"""
Surrogate Generation Example
==============================

This example demonstrates how to generate a basic surrogate from a MatCal study.
This example will cover:

* Generating a base data set for surrogate generation
* Generating a surrogate from a MatCal Study
* Obtaining predictions from a surrogate 
* How to load a saved surrogate
* How to launch an interactive window for interrogating a surrogate 

The problem of interest is the uncertainty surrounding the boundary 
conditions for a foam and metal component in a high temperature environment.
In this problem, a layer of foam separates two layers of steel. The top layer of 
steel is heated from a far field radiative source and convective heating from the heated
gas surrounding it. We are concerned with the temperature rise immediately behind both metal layers.
The temperature of the gas, the temperature
of the far field source, and the speed of the ambient gas are uncertain. 

This problem can be solved directly using a finite element simulation.
However for large UQ analysis or complicated calibrations, the evaluation time of the 
finite element simulation can cause studies that require many evaluations of the model 
to be prohibitively long.
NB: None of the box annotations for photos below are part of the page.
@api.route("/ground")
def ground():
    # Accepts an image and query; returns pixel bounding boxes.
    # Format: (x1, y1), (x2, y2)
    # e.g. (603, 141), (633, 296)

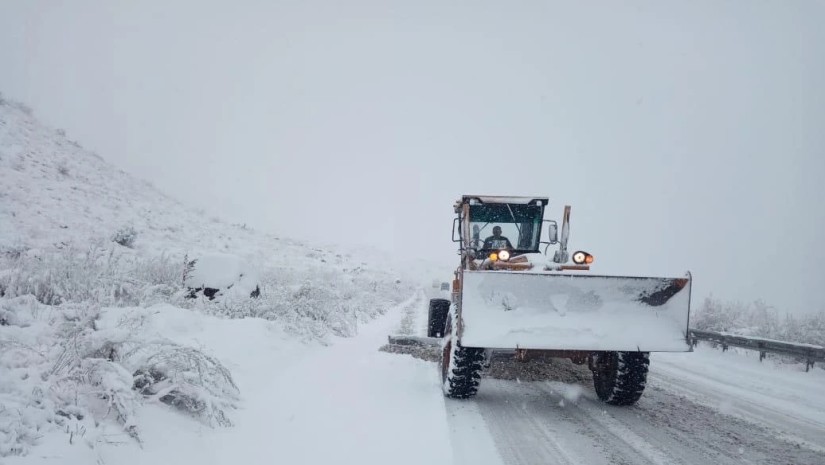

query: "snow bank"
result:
(0, 296), (245, 456)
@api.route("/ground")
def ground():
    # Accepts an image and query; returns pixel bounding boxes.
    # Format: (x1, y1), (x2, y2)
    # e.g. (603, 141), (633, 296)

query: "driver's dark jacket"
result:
(483, 236), (513, 250)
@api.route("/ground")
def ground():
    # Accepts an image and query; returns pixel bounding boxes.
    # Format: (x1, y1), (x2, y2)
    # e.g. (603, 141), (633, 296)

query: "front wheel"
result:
(441, 314), (484, 399)
(590, 352), (650, 405)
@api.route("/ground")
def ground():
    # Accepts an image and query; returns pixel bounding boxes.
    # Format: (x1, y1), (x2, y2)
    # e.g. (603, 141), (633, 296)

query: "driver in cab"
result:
(483, 226), (513, 250)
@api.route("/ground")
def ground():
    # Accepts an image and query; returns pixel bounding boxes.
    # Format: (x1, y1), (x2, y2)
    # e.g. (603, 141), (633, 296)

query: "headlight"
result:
(573, 250), (593, 265)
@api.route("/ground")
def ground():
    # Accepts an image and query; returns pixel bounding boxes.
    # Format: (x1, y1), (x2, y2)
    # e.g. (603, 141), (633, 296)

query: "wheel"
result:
(427, 299), (450, 337)
(441, 314), (484, 399)
(591, 352), (650, 405)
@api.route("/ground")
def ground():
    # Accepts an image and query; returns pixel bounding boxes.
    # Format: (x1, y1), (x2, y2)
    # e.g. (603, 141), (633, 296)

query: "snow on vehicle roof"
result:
(185, 253), (257, 288)
(462, 195), (548, 205)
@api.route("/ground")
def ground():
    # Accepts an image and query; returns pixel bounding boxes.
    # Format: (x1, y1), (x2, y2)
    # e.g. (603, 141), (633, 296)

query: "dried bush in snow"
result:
(0, 246), (181, 306)
(691, 297), (825, 346)
(129, 344), (239, 426)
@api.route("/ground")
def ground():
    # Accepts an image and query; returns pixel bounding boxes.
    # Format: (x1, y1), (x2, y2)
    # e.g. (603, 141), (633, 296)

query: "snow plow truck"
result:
(390, 195), (691, 405)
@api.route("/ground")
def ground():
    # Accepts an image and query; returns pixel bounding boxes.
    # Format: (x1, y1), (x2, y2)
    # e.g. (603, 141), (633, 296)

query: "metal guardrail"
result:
(689, 329), (825, 371)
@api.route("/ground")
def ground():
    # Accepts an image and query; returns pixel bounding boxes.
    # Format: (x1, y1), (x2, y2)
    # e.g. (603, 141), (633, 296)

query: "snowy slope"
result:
(0, 95), (825, 465)
(0, 99), (438, 463)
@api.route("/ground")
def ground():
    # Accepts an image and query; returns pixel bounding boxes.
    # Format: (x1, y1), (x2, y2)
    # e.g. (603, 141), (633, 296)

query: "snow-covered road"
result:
(402, 294), (825, 465)
(8, 292), (825, 465)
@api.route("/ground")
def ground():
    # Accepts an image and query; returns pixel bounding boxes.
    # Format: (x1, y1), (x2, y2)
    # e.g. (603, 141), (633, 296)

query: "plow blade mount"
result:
(459, 271), (691, 352)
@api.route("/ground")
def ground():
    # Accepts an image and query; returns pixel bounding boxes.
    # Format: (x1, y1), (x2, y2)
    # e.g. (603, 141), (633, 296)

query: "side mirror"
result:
(547, 220), (559, 244)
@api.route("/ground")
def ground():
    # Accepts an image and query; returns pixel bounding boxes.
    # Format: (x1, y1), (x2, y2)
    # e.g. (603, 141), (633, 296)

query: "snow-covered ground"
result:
(0, 95), (825, 465)
(9, 293), (825, 465)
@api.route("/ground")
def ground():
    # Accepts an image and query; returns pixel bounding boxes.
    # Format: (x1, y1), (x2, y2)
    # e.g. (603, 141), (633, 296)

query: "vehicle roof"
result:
(459, 195), (549, 205)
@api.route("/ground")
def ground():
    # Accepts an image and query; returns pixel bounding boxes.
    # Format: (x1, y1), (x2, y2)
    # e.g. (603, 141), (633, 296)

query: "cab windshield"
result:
(470, 204), (542, 253)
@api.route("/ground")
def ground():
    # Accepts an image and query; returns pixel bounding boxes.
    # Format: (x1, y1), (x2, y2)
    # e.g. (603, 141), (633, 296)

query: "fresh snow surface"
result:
(0, 99), (825, 465)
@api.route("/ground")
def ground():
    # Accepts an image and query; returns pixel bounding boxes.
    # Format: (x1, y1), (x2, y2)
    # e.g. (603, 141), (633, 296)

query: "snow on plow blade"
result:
(460, 271), (691, 352)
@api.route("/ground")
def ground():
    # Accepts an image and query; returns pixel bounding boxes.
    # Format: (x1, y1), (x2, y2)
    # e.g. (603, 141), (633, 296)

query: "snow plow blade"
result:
(458, 270), (691, 352)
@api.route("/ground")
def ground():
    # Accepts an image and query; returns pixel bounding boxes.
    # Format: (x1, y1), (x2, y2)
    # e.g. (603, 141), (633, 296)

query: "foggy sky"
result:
(0, 0), (825, 312)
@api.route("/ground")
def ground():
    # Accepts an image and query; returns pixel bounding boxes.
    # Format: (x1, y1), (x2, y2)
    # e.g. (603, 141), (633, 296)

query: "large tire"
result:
(441, 314), (484, 399)
(591, 352), (650, 405)
(427, 299), (450, 337)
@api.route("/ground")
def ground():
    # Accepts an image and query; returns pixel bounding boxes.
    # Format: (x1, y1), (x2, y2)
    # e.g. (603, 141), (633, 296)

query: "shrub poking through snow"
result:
(0, 296), (239, 457)
(133, 345), (238, 426)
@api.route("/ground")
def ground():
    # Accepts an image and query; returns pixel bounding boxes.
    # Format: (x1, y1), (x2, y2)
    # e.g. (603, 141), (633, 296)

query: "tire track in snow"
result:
(464, 379), (656, 465)
(651, 366), (825, 453)
(447, 362), (825, 465)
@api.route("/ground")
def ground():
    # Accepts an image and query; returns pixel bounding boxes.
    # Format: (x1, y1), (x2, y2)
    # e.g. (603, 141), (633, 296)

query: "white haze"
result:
(0, 0), (825, 312)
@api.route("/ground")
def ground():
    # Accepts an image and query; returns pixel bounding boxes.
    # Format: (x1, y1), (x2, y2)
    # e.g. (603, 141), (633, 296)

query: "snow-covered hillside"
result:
(0, 99), (430, 457)
(0, 95), (825, 465)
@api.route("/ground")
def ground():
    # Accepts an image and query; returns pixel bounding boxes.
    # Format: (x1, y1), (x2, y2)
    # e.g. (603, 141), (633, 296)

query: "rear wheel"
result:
(590, 352), (650, 405)
(441, 314), (484, 399)
(427, 299), (450, 337)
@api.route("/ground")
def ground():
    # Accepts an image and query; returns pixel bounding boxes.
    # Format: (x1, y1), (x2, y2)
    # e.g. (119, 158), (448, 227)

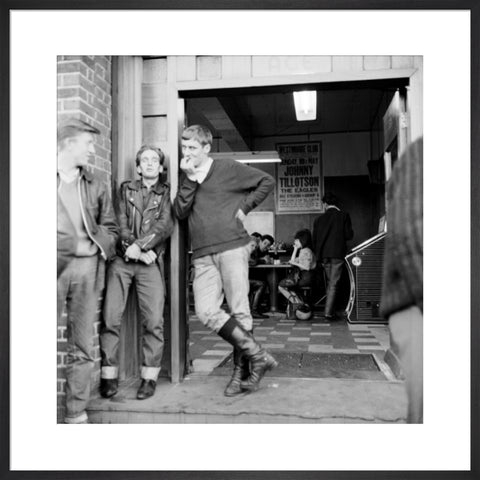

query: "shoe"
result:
(137, 378), (157, 400)
(223, 348), (250, 397)
(218, 318), (278, 392)
(240, 348), (278, 392)
(100, 378), (118, 398)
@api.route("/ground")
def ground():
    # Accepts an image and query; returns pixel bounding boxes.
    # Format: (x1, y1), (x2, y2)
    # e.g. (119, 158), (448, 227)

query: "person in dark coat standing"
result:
(313, 193), (353, 320)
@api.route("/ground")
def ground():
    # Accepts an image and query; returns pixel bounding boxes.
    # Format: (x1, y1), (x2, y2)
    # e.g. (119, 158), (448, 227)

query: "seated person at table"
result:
(248, 234), (273, 318)
(278, 229), (317, 303)
(254, 234), (275, 265)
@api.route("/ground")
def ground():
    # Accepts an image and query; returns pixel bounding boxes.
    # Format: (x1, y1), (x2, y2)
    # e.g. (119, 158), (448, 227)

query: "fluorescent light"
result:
(293, 90), (317, 122)
(210, 150), (281, 163)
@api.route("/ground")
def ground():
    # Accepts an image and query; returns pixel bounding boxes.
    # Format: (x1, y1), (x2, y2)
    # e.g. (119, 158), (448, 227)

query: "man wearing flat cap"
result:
(57, 118), (118, 424)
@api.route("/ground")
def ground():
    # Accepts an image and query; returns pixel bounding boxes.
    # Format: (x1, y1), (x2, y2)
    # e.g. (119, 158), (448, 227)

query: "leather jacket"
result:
(57, 168), (118, 275)
(117, 180), (173, 266)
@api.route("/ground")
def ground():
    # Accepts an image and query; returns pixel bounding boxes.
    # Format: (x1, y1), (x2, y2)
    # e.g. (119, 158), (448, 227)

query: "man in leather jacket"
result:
(100, 145), (173, 400)
(57, 118), (118, 423)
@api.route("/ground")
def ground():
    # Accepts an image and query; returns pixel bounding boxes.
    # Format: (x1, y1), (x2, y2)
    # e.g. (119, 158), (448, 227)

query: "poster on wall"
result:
(276, 142), (323, 214)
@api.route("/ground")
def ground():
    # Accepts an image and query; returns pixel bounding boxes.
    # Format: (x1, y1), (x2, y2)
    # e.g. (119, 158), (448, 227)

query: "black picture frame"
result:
(0, 0), (480, 480)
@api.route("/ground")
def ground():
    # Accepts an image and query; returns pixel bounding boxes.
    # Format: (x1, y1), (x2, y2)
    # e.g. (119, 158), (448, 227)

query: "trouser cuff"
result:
(140, 367), (160, 381)
(65, 412), (88, 424)
(218, 317), (240, 340)
(100, 367), (118, 380)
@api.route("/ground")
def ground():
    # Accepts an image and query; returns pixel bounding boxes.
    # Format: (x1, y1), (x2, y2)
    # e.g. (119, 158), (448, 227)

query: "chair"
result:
(313, 267), (328, 307)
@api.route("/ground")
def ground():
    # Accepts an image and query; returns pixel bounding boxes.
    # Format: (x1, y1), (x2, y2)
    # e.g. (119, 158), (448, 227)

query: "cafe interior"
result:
(185, 79), (405, 323)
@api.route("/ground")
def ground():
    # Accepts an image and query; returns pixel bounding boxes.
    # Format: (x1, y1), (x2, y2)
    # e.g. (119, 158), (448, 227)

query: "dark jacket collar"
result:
(80, 167), (93, 182)
(57, 167), (94, 182)
(128, 178), (167, 195)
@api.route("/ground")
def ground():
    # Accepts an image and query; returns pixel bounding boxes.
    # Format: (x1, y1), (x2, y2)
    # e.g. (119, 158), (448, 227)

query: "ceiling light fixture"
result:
(210, 150), (281, 163)
(293, 90), (317, 122)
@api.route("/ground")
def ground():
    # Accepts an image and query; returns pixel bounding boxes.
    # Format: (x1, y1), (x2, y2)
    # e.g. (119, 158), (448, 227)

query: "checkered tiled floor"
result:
(190, 313), (389, 374)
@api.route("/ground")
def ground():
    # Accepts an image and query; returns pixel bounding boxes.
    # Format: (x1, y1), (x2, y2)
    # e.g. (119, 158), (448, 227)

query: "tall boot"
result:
(223, 347), (250, 397)
(218, 318), (278, 392)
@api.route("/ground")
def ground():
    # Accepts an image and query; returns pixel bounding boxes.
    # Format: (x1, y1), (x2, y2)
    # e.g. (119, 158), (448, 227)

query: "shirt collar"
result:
(195, 157), (213, 183)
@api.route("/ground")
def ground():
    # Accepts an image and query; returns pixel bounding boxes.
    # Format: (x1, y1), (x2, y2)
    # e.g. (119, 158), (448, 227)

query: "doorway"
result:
(180, 78), (408, 374)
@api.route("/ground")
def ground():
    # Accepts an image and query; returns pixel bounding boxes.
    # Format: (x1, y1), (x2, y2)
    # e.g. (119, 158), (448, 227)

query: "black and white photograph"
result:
(3, 5), (478, 479)
(57, 55), (423, 423)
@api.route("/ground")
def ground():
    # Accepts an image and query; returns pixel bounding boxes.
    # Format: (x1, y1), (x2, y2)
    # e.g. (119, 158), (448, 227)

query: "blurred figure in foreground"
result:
(380, 139), (423, 423)
(57, 118), (118, 423)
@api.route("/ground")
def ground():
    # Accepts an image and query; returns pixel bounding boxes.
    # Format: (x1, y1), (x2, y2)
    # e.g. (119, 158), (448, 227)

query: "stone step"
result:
(88, 374), (407, 424)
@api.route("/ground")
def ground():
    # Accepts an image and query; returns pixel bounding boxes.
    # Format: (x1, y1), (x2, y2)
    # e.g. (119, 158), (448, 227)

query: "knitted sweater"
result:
(173, 159), (275, 258)
(380, 139), (423, 317)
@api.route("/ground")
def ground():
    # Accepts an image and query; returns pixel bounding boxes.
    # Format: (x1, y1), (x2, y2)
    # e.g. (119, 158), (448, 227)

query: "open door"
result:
(383, 89), (408, 181)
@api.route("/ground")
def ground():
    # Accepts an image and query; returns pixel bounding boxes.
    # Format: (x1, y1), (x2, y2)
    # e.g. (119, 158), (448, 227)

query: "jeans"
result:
(100, 257), (165, 380)
(57, 255), (103, 423)
(322, 258), (343, 317)
(193, 245), (252, 332)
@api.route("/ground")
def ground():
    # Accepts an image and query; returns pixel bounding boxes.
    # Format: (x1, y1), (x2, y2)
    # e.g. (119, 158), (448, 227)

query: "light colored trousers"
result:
(193, 245), (252, 332)
(389, 307), (423, 423)
(57, 255), (99, 423)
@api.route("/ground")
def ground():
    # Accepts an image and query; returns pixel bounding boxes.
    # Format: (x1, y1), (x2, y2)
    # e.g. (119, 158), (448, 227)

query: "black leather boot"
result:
(218, 318), (278, 392)
(223, 347), (250, 397)
(100, 378), (118, 398)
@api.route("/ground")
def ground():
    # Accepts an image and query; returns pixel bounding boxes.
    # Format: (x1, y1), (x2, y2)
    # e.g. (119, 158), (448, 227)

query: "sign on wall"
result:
(276, 142), (323, 213)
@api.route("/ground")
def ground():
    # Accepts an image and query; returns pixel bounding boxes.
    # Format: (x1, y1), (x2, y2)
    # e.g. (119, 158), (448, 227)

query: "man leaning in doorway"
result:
(174, 125), (277, 396)
(313, 193), (353, 321)
(57, 118), (118, 423)
(100, 145), (173, 400)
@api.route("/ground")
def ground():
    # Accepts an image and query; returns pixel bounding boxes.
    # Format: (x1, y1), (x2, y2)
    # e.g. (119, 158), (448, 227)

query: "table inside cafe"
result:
(250, 262), (292, 312)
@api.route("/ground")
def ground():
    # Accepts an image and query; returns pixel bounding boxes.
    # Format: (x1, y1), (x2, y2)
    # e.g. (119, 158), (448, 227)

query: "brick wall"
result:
(57, 56), (112, 422)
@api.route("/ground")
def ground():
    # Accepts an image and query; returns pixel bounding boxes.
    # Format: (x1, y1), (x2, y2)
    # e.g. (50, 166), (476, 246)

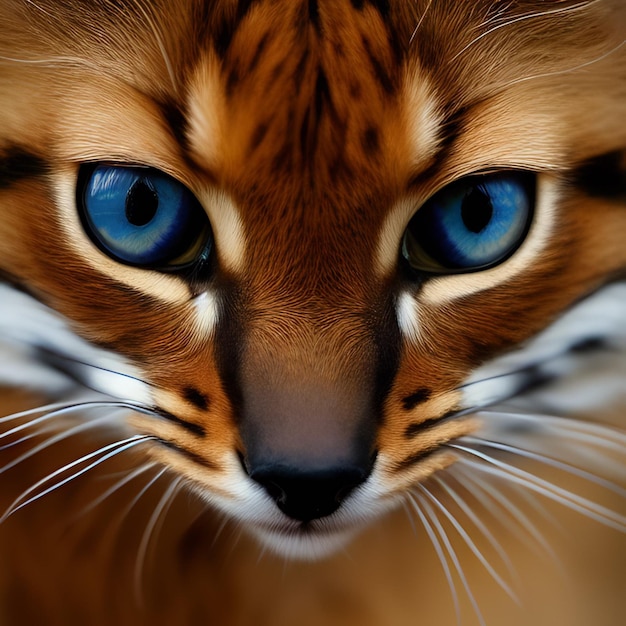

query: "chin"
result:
(251, 527), (358, 561)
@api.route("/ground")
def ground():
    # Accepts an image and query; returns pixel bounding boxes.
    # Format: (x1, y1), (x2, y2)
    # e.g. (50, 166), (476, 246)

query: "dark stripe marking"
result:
(157, 437), (218, 470)
(402, 387), (432, 411)
(350, 0), (390, 18)
(309, 0), (322, 33)
(0, 145), (48, 189)
(362, 36), (396, 94)
(155, 409), (206, 437)
(573, 151), (626, 201)
(183, 387), (209, 411)
(361, 126), (380, 156)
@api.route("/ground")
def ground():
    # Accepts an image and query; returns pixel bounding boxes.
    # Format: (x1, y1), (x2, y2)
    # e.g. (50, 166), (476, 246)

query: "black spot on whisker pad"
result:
(402, 387), (432, 411)
(183, 387), (209, 411)
(157, 410), (206, 437)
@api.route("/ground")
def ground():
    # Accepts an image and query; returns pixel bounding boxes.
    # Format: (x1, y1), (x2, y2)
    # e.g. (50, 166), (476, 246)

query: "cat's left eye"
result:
(401, 172), (535, 274)
(78, 164), (212, 270)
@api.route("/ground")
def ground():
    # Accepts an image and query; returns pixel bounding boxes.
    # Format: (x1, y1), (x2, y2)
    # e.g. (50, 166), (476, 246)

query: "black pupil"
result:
(461, 186), (493, 233)
(126, 178), (159, 226)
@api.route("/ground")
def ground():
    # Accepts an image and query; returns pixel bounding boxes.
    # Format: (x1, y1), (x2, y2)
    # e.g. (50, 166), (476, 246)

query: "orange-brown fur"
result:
(0, 0), (626, 626)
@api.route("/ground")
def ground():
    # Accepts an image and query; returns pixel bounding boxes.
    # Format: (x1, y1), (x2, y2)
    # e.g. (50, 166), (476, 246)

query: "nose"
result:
(249, 463), (369, 522)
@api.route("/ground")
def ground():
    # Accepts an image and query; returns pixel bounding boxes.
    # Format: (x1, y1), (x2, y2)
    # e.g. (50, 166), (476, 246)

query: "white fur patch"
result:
(0, 284), (151, 404)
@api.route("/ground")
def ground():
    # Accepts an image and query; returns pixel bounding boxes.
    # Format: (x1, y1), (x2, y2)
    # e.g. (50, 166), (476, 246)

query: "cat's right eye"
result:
(77, 164), (212, 271)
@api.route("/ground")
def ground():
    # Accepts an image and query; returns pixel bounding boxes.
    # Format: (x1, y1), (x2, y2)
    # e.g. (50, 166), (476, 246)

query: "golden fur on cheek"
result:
(0, 0), (626, 626)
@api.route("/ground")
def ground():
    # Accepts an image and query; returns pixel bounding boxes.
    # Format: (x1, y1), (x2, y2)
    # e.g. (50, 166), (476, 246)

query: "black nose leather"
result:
(249, 464), (369, 522)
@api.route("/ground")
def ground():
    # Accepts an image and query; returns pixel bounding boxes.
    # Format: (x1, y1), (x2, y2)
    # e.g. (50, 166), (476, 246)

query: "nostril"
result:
(249, 464), (369, 522)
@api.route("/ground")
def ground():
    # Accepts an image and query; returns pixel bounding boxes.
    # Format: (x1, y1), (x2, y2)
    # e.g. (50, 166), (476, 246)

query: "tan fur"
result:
(0, 0), (626, 626)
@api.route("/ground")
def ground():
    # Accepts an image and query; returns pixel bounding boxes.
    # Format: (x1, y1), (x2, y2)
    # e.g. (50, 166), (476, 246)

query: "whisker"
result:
(0, 435), (155, 524)
(406, 493), (461, 624)
(74, 462), (156, 520)
(135, 476), (183, 606)
(415, 490), (486, 626)
(0, 404), (116, 439)
(409, 0), (433, 46)
(446, 443), (626, 532)
(477, 409), (626, 454)
(448, 466), (558, 561)
(459, 436), (626, 498)
(0, 415), (127, 474)
(112, 467), (167, 526)
(417, 484), (521, 605)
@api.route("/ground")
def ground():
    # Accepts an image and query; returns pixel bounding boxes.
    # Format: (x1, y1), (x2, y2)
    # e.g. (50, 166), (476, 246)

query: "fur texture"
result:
(0, 0), (626, 626)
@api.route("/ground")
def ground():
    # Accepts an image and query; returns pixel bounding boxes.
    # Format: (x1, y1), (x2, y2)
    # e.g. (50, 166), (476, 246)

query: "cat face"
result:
(0, 0), (626, 555)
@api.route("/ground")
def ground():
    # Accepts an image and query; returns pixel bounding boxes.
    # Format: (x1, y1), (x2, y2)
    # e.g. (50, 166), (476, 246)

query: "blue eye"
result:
(78, 165), (211, 269)
(402, 172), (534, 273)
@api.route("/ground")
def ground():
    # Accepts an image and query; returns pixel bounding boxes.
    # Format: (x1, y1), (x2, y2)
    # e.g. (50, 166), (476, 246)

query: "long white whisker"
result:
(477, 409), (626, 454)
(455, 464), (558, 561)
(450, 0), (602, 63)
(446, 444), (626, 532)
(0, 435), (156, 524)
(415, 483), (486, 626)
(406, 493), (461, 624)
(494, 40), (626, 91)
(433, 475), (517, 578)
(459, 436), (626, 498)
(417, 484), (521, 604)
(0, 402), (97, 424)
(409, 0), (433, 46)
(0, 403), (116, 439)
(0, 415), (125, 474)
(135, 476), (183, 606)
(117, 467), (167, 525)
(76, 461), (156, 518)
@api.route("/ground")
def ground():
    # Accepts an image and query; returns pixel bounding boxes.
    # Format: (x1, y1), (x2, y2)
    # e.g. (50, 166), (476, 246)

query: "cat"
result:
(0, 0), (626, 626)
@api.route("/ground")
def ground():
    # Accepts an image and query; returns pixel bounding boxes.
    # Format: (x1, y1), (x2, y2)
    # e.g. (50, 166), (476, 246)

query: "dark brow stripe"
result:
(350, 0), (390, 18)
(572, 150), (626, 202)
(0, 145), (48, 189)
(209, 0), (261, 59)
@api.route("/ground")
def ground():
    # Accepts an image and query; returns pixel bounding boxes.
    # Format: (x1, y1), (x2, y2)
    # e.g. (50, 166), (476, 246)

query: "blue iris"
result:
(82, 165), (210, 267)
(402, 172), (534, 271)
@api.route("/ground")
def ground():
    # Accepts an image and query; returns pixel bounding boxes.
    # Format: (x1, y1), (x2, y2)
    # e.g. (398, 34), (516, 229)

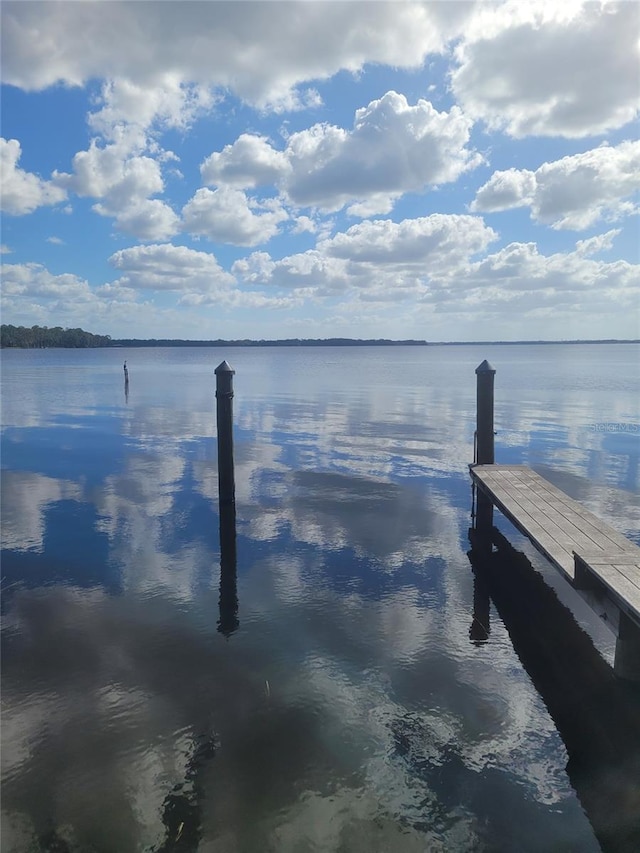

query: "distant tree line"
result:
(110, 338), (427, 347)
(0, 324), (112, 349)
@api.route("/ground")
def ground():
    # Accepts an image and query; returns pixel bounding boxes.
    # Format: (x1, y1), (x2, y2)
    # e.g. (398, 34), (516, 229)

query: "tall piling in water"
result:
(473, 359), (496, 548)
(215, 361), (236, 506)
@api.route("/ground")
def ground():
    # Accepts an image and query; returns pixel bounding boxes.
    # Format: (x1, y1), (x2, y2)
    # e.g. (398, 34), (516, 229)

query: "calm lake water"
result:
(2, 344), (640, 853)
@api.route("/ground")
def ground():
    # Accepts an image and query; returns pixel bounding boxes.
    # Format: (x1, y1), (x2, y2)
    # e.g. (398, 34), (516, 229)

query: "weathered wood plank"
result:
(470, 465), (640, 623)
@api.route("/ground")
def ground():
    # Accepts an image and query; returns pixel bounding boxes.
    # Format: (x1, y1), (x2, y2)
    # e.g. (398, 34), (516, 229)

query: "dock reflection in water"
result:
(468, 528), (640, 853)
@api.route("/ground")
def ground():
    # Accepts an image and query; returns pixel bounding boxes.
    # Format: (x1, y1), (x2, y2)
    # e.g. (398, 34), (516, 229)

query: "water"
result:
(2, 345), (640, 853)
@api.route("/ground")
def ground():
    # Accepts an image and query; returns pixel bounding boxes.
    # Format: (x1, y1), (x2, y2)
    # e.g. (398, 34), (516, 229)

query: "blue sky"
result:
(0, 0), (640, 341)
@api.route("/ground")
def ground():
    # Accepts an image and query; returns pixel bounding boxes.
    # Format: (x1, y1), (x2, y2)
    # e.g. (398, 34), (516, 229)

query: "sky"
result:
(0, 0), (640, 341)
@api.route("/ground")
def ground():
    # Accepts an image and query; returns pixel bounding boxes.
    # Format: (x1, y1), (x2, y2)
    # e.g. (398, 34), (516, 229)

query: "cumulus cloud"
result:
(54, 139), (179, 240)
(471, 141), (640, 230)
(2, 0), (472, 109)
(109, 243), (234, 292)
(0, 138), (67, 216)
(2, 263), (93, 302)
(89, 72), (215, 139)
(200, 133), (290, 188)
(182, 187), (288, 246)
(444, 241), (640, 307)
(233, 214), (497, 301)
(451, 2), (640, 137)
(201, 91), (481, 216)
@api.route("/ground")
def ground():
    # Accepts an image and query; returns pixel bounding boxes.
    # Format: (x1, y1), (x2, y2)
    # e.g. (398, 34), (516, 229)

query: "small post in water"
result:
(215, 361), (236, 506)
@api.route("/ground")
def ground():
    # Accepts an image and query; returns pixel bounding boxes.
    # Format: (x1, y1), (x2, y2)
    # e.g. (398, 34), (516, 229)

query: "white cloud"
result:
(0, 138), (67, 216)
(440, 240), (640, 307)
(200, 133), (290, 188)
(471, 141), (640, 230)
(2, 263), (93, 302)
(201, 91), (481, 216)
(182, 187), (288, 246)
(576, 228), (620, 258)
(54, 139), (179, 240)
(104, 198), (180, 240)
(451, 2), (640, 137)
(2, 0), (473, 107)
(89, 72), (215, 140)
(238, 214), (496, 301)
(109, 243), (234, 292)
(318, 213), (497, 273)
Using surrogates
as a replacement for higher-fidelity simulations offers an approach to reduce the
severity of these challenges. Surrogates can enable advanced analysis techniques such as 
Bayesian calibration or Multi-fidelity modeling. 

Surrogates in MatCal are data-based curve fits to predictions from higher fidelity 
simulations. As such they require an initial body (the word 'corpus' is often used as well)
of data to be constructed, but then allow for near instant evaluation for future predictions. 
To generate this body of data, a large initial battery of simulations must be run. 
To do this in MatCal, we will run an LHS sampling study. An LHS study will allow us
to efficiently sample our prediction space. 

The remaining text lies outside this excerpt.